First, let me state clearly that the statement “Women make 77 cents for every dollar earned by men” is absolutely true. It is not subject to dispute. Where it does get fuzzy is when we don’t say what that means. When I say it is “absolutely true”, that’s what I mean. If you take the average wage earned by a woman and the average wage earned by a man, the woman will make 77 cents for every dollar earned by men. It is an absolute measurement and lacks nuance. For this reason, it makes a great weapon AGAINST any argument for pay equity.

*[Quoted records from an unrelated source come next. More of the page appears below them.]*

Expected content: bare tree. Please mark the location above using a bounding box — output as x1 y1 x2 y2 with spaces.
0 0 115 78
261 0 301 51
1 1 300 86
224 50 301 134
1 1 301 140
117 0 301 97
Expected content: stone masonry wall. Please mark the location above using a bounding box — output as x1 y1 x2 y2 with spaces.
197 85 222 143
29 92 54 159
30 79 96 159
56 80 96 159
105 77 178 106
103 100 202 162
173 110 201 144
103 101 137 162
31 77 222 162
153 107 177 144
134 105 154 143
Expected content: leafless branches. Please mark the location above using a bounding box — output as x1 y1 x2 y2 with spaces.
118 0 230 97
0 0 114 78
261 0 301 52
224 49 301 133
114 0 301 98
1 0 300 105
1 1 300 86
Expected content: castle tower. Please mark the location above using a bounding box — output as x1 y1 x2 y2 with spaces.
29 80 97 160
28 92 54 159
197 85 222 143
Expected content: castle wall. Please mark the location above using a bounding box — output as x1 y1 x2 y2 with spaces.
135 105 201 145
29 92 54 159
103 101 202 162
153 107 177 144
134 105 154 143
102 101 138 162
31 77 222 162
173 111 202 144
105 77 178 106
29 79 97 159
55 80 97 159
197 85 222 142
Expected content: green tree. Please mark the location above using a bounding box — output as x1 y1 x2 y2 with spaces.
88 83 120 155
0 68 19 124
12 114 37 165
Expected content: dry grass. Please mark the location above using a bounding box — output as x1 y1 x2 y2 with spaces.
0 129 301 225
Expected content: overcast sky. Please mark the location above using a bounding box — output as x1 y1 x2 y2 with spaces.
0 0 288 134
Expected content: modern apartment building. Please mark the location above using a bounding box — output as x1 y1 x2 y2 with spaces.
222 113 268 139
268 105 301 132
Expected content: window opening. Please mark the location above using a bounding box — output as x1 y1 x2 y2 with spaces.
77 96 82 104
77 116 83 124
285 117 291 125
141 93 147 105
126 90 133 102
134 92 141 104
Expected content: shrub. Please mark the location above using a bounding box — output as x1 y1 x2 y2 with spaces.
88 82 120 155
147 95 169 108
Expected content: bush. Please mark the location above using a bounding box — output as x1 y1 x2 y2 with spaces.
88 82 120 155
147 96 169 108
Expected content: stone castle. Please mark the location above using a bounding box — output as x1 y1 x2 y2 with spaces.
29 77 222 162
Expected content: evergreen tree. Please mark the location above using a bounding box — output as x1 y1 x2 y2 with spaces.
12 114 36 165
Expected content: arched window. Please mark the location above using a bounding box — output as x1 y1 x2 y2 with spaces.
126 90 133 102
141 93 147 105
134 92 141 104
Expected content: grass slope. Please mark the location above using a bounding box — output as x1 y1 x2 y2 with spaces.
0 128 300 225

The President and his cohorts like to hang their hat on the statistic that women “make 77 cents for every dollar a man earns.” In and of itself, this is accurate. In actuality, it is a lie by omission. Obama would have you believe that women working the same hours, in the same career, and with the same educational background are somehow being short-changed and discriminated against. They are not, and I can prove it. When adjusting for quantifiable variables, there is almost no significant difference in pay.

– Jason Scheurer,, The 77-cent Gender Wage Gap Lie

Mr. Scheurer admits the statistic is true then tells us that President Obama was lying. How does he get away with it? By telling us what the President meant even though President Obama didn’t say any of those things. And there is the trouble with the equity narrative. It allows opponents of pay equity to put up a smokescreen that is very effective with the average American. They scream that the statistic is based on false assumptions and are able to point to misleading advertising by supporters to bolster their case. They say it loud and they say it often.

Sen. Kirsten Gillibrand (D-NY)
From the website of Sen. Kirsten Gillibrand (D-NY)

What Mr. Scheurer and his cohorts fail to tell you is that their definition of “no significant difference in pay” is about a 9 percent difference.

Now, if 9 percent doesn’t seem like a lot to you, consider receiving an 9 percent pay cut. Now project that over your entire working life. Every raise you receive would be 9 percent less. When you change jobs, your starting salary would be 9 percent less. Your contribution (and your employer’s matching contribution) would be 9 percent less with a corresponding decrease in overall return. This is the reality for the almost half of the American workforce that is female. And in four out of ten families, that female is the primary breadwinner. That 9 percent has a very real and very wide effect on that family and this economy. As women increase their share of the workforce, the effect of this 9 percent difference will become more pronounced. It will drive overall wages down (I suspect it has but don’t have the resources to prove it), and stagnate our economy (ditto).

We all have a stake in making sure that everyone is paid fairly for the work they do. Our economy depends on it.

Let’s talk about the 9 percent difference and get that addressed. NOW. Pay Equity is a problem. It is a large problem. It might not be a 23 cent problem but it is a 9 cent problem. So, tell me again why it’s OK to pay a woman 9 percent less than a man for the same work?